The curve has steepened over the past 10 trading sessions, with disproportionately greater yield increases in the middle of the curve.
The next chart shows how dramatic the increases have been for such a short period of time, especially during the first six sessions. As of November 15th, the 2-year had increased by 60.6%, the 3-year by 80%, and the 50-year by 45.2%. Over the past week the yield changes have been mixed, with the 5- and 7-year increasing slightly, the 2-, 3-, 10- and 30-year declining a bit. The 3-month oscillated higher but finished the week flat.
It’s too soon to draw any firm conclusions about the effectiveness of the new round of Fed Treasury purchases. Part of the problem is the potential conflict between promoting economic recovery and tweaking core inflation. Consider:
- If the strategy is to increase the spread, then the early results are positive, especially for the middle maturities.

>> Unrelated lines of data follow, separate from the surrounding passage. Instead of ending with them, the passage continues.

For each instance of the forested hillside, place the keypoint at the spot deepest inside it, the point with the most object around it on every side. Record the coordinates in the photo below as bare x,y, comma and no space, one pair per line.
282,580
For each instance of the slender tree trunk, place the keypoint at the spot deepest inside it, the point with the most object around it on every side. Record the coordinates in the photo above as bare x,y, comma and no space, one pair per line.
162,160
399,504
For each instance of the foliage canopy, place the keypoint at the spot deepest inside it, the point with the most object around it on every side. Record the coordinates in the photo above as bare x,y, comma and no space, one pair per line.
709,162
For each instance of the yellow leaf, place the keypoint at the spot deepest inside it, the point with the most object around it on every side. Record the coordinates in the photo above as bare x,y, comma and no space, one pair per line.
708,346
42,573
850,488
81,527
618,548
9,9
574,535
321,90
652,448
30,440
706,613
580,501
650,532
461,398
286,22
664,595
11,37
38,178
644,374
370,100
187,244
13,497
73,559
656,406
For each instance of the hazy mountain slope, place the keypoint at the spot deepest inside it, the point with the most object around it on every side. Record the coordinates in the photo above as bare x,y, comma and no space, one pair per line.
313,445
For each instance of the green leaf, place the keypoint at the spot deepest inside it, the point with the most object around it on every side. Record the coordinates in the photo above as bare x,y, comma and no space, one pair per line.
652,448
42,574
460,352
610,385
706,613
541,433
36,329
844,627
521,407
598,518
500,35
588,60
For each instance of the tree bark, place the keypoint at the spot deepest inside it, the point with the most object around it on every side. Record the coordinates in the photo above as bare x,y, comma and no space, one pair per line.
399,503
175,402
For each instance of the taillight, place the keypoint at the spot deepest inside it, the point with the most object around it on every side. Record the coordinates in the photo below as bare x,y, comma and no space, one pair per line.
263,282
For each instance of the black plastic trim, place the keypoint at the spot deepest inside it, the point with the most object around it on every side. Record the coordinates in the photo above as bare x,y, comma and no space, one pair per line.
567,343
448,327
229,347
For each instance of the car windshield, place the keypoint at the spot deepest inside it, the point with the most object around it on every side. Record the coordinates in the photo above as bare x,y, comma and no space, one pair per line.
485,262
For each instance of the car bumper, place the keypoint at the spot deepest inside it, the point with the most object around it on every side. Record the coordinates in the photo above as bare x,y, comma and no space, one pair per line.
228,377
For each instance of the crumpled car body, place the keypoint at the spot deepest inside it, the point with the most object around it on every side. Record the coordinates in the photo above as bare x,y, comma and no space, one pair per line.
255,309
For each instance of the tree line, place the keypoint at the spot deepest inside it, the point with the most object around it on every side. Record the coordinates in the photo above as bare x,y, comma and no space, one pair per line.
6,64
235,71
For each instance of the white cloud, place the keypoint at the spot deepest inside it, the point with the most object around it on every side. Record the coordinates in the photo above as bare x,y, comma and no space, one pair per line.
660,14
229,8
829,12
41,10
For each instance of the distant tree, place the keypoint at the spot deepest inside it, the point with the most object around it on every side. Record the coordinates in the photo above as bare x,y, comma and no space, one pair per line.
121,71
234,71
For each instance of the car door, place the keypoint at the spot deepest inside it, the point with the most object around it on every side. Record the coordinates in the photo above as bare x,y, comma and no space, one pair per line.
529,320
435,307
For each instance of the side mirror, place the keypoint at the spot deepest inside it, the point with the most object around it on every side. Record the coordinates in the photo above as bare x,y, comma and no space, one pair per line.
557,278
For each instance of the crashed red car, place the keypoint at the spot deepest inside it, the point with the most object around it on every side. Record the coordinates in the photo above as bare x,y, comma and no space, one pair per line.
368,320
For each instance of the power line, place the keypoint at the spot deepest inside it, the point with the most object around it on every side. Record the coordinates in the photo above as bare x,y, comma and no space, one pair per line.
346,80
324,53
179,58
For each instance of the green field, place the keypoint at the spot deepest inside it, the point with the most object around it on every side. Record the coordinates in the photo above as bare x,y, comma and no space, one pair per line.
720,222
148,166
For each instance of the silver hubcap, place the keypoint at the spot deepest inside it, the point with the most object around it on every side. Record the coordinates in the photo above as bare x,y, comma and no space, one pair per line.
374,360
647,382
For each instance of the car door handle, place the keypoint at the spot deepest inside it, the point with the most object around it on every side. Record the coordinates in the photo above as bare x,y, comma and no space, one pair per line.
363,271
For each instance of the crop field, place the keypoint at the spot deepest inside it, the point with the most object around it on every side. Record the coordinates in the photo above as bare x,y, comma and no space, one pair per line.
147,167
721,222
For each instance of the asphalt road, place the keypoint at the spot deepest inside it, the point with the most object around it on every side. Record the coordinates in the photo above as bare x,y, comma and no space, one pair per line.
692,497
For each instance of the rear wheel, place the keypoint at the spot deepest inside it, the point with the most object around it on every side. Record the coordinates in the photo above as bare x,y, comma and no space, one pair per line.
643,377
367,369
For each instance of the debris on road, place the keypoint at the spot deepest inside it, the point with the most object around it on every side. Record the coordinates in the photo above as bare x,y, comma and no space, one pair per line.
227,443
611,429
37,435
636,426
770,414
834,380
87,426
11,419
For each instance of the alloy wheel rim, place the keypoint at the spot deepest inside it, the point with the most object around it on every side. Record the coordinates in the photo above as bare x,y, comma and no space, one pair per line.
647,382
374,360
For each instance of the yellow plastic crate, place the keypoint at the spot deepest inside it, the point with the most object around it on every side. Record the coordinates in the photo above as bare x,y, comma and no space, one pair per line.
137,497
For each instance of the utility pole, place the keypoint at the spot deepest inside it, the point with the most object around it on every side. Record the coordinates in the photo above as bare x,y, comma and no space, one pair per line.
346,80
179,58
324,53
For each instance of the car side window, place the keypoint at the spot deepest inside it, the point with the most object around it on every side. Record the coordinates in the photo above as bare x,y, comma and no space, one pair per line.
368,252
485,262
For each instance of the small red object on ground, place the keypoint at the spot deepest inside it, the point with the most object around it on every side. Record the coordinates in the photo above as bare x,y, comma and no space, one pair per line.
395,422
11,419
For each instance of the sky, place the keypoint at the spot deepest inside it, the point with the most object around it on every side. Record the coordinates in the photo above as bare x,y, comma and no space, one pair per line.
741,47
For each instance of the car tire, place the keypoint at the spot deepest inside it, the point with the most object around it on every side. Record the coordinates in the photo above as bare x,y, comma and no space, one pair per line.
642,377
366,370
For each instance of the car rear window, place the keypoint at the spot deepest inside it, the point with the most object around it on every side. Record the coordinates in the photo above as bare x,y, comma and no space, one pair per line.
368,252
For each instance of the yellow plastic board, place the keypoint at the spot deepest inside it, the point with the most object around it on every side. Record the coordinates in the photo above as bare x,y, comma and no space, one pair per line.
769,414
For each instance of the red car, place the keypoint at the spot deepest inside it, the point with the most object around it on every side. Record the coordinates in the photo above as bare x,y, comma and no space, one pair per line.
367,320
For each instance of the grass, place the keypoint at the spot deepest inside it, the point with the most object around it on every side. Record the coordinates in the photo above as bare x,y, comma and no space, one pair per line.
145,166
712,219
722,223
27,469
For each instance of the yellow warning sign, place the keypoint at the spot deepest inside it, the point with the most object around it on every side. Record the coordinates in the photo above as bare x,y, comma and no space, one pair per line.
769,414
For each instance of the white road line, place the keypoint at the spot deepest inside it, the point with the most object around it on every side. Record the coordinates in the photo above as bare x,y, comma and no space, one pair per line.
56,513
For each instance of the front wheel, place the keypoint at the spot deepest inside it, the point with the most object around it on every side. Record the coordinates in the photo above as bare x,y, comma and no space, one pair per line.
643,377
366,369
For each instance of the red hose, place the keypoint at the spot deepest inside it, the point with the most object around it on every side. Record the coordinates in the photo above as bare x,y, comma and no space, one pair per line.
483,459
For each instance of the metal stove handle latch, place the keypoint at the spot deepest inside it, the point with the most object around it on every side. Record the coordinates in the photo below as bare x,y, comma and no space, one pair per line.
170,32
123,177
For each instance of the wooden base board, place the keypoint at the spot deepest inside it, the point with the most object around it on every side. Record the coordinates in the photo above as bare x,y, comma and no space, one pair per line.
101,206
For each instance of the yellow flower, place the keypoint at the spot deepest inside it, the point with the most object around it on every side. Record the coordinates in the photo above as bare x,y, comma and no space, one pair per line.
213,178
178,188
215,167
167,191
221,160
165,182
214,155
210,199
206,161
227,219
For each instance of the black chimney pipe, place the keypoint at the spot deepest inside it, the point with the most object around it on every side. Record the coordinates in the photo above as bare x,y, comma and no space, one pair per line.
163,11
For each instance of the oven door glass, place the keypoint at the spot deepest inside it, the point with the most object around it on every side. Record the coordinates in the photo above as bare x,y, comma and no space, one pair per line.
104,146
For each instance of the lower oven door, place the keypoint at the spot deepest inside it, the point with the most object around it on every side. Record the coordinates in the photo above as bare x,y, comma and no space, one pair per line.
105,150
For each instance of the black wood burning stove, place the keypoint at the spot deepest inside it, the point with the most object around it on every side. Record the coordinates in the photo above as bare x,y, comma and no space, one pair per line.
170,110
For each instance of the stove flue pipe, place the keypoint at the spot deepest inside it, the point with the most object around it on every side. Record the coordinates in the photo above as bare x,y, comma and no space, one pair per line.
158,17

- If the strategy is to reduce rates across the board to stimulate the economy, the early results are disturbing. In fact, the dramatic increase in the 3-year yield over the timeframe in our snapshot is unprecedented in the 3-year Treasury data back to 1962.

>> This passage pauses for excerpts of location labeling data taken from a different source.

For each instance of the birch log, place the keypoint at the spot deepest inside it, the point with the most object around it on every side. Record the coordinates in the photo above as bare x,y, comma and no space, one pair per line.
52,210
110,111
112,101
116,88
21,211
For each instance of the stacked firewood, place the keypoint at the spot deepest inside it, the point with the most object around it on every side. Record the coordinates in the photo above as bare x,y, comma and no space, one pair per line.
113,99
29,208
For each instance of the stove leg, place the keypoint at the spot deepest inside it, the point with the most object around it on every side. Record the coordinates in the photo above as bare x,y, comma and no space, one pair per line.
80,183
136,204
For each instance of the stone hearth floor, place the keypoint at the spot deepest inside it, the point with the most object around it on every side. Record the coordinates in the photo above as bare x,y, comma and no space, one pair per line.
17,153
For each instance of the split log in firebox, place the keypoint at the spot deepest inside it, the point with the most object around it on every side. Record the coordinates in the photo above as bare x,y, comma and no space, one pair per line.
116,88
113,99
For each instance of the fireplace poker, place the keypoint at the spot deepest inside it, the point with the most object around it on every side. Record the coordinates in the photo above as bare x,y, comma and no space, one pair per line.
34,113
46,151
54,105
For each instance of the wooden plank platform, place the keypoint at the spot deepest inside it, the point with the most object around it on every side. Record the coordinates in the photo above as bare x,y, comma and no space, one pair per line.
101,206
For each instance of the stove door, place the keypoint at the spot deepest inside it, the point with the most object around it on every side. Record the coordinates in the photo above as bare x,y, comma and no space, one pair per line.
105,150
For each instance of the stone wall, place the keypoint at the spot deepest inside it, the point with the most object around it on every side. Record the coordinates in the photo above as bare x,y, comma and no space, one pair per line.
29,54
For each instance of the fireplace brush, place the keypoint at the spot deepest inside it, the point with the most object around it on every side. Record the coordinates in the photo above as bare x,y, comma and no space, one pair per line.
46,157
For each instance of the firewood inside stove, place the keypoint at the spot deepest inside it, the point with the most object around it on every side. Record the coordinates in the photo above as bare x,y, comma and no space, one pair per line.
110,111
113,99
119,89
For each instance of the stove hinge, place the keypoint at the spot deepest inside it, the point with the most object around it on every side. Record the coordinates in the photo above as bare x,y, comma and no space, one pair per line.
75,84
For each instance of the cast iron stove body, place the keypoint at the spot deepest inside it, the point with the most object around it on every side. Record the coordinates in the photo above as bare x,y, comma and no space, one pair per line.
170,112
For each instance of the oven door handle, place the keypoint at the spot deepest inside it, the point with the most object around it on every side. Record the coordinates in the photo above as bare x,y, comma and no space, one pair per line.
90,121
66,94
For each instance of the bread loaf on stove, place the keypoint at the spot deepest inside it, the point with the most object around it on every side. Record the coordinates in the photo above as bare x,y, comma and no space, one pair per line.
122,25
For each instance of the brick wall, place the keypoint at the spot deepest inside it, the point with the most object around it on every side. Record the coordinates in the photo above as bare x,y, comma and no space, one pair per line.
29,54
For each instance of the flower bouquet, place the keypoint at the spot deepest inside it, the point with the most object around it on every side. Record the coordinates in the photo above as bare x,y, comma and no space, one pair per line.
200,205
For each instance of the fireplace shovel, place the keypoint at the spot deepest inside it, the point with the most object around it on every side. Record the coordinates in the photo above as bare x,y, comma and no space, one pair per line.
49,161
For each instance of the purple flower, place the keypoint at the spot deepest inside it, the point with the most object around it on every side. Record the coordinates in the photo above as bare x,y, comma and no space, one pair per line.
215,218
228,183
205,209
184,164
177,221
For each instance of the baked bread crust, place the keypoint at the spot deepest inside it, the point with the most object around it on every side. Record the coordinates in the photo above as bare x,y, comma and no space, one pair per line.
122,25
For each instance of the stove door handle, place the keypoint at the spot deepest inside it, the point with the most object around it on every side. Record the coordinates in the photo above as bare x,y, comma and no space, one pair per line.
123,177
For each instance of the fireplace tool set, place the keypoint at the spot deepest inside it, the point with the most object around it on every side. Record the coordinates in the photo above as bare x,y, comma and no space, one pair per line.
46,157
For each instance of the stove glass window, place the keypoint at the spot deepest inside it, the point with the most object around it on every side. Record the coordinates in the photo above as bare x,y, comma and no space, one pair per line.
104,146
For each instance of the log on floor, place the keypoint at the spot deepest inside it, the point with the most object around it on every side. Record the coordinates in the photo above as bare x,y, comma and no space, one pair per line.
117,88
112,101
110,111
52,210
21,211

QE2 is a gambit. At face value, we must assume that speeding the recovery and increasing core inflation to a hypothetical target rate are the true motives. The Fed says as much, and the concern of the sole dissenter, Thomas Hoenig about long-term inflation risks, reinforces this view. On the other hand, blog commentators have speculated on a range of ulterior prime motives — ranging from bank bailouts to funding Uncle Sam with interest-free loans, etc.
We are in the early days of an innovative Fed program initially planned to extend through Q2 of 2011, but with regular reviews and adjustments. Much could change, not least of which is the behaviour of foreign purchasers of Treasuries. Significant cuts in future purchases could be a game-changer.
Treasury yields will merit close attention for the foreseeable future.